I haven’t really had my finger on the craft beer industry in a good 6 years or so, but have been getting back out there in the past year or so. However, I have noticed very few, if any, special release bombers. Back in the early to mid 2010’s, I would regularly see limited release bombers all the time, and really look forward to some. However, it looks like most breweries are releasing 2-3 seasonal offerings, and that’s it. Stone in particular used to have an amazing Russian Imperial Stout, Barleywine, and released collaboration brews left and right, and that just doesn’t happen anymore? What happened?



3 comments

  1. Pros: easier to fill in more manual bottling systems

    Cons: more high ABV brew than a single person usually wants to consume and unless it’s great, the generally high prices mean they sit on shelves for a long time

    The whole industry is moving toward canning with the exception of designed bottle fermentation/aging. And even there, they’re working on can linings to accommodate the processes.

  2. I just don’t think the demand is there anymore for the types of bottles from the breweries you’re talking about.

    Craft beer enthusiasts / snobs (I count myself in this category) have moved on to more local beer and away from the large regional craft breweries like Stone, Dogfish, Bruery, etc, and those who don’t fall into that hardcore enthusiast category are looking for more drinkable 4/6 packs, not bombers.

    There are plenty of breweries selling imperial stouts, wild ales, barleywines, etc in large format bottles, they’re just made by the smaller high end brewery down the street and generally aren’t getting distribution into your average liquor store with a mediocre selection the way places like Stone do.
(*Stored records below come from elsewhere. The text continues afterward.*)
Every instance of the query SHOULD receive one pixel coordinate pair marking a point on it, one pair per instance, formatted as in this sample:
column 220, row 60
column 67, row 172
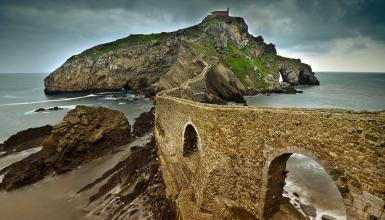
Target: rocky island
column 242, row 64
column 185, row 158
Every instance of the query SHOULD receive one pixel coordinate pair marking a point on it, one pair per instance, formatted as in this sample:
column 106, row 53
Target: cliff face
column 150, row 63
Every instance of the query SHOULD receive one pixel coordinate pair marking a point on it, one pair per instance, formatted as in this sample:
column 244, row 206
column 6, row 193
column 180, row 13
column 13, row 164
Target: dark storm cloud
column 41, row 34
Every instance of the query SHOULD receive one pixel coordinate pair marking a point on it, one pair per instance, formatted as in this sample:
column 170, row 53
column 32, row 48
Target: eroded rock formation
column 84, row 134
column 150, row 63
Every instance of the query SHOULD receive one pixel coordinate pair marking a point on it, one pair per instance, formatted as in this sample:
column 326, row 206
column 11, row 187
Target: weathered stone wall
column 228, row 175
column 238, row 169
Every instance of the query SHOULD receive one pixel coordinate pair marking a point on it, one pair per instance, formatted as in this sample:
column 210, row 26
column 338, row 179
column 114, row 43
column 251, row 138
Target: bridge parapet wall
column 237, row 144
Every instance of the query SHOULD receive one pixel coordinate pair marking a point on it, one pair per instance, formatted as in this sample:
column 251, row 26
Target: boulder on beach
column 84, row 134
column 309, row 210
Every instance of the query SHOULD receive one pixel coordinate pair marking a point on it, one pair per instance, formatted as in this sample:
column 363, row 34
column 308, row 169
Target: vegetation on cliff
column 149, row 63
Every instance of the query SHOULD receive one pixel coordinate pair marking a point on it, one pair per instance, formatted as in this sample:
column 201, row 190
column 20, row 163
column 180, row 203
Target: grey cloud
column 61, row 28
    I also think COVID changed the game here a little. It accelerated a trend that was already happening toward more sessionable, lower ABV beer. I know personally that since early 2020 a lot more of my drinking has been done 1) alone, or at least drinking my own can vs sharing a bottle, and 2) outdoors in warm weather. Neither of those are conducive to a 25oz barleywine. There’s a reason that craft lagers have made a massive comeback in recent years and the beers you’re talking about are basically the polar opposite of that.

  3. A lot of brewries also like the 19.2 oz cans. A lot bomber skus in a lot of places stick to those. They still make those limited bottle runs I believe. I don’t know if the distributors are buying them much.